In his sophomore year, Pritchard averaged the sixth-most minutes per game on the team but compiled the most fouls with 98. The next season, Pritchard again played the sixth-most minutes per game and still committed the most personal fouls.

Through the losing, the criticism and the tough times, Pritchard has never stopped pushing through the adversity.

“My parents were always there, win or lose,” he said. “They’ve really helped me through everything and teaching me to just keep working.”

It wasn’t just Pritchard who was struggling.

Guard Maurice Creek suffered a pair of season-ending injuries, guard Jeremiah Rivers — who transferred from Georgetown — did not pan out the way some had hoped and an underwhelming 2010 campaign caused grumbles from an impatient sect of the Hoosier fan base.

Indiana’s coming back, they were told, but when?

“I remember our freshman year not a lot of people were talking to us, not a lot of people were going to the games, but we still worked hard,” Pritchard said. “One of our things was trying to get every one back to IU.”

It was always about persevering to break through a wall of doubt to reach an unknown reward for all the sacrifice.

“There’s always a reason you go through adversity, and some days are worse than others, but at the end of the day, you knew that we were moving forward and making progress,” senior guard Matt Roth said.

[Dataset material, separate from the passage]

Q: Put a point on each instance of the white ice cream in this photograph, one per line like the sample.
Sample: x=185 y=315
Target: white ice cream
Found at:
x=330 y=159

So when did the Hoosiers break through that wall? Many, including Pritchard, said they believe it came Nov. 30, 2011, when IU traveled to NC State and picked up the first ACC/Big Ten Challenge victory of the Crean era.

“The road win at NC State, that felt awesome because we were down six or seven with eight minutes to go, and all of our seniors are thinking, ‘We’ve been here before, and we’ve never been able to make anything of it,’” Pritchard said, referring to the
inability to close out games. “But we looked past that and told ourselves this was a new year, and all the guys this year really persevered, and we ended up winning that game.”

Now this team and its deserving seniors have seen their hard work pay off in the form of one of the most surprising seasons in IU basketball history. Pritchard has become a fan favorite and has eased into his role as a reserve, utilizing his rebounding and
defensive skills.

But what if things were different? What if then-IU Coach Kelvin Sampson decided to put his cell phone back in his pocket and the subsequent collapse of the program
never occurred?

“That would have been the easy way,” senior guard Daniel Moore said. “It probably would have been easier and nicer, but I truly believe that the reason that we’re at where we are at right now is because of the hard times we’ve had over the last three years. What we were has made us who we are now.”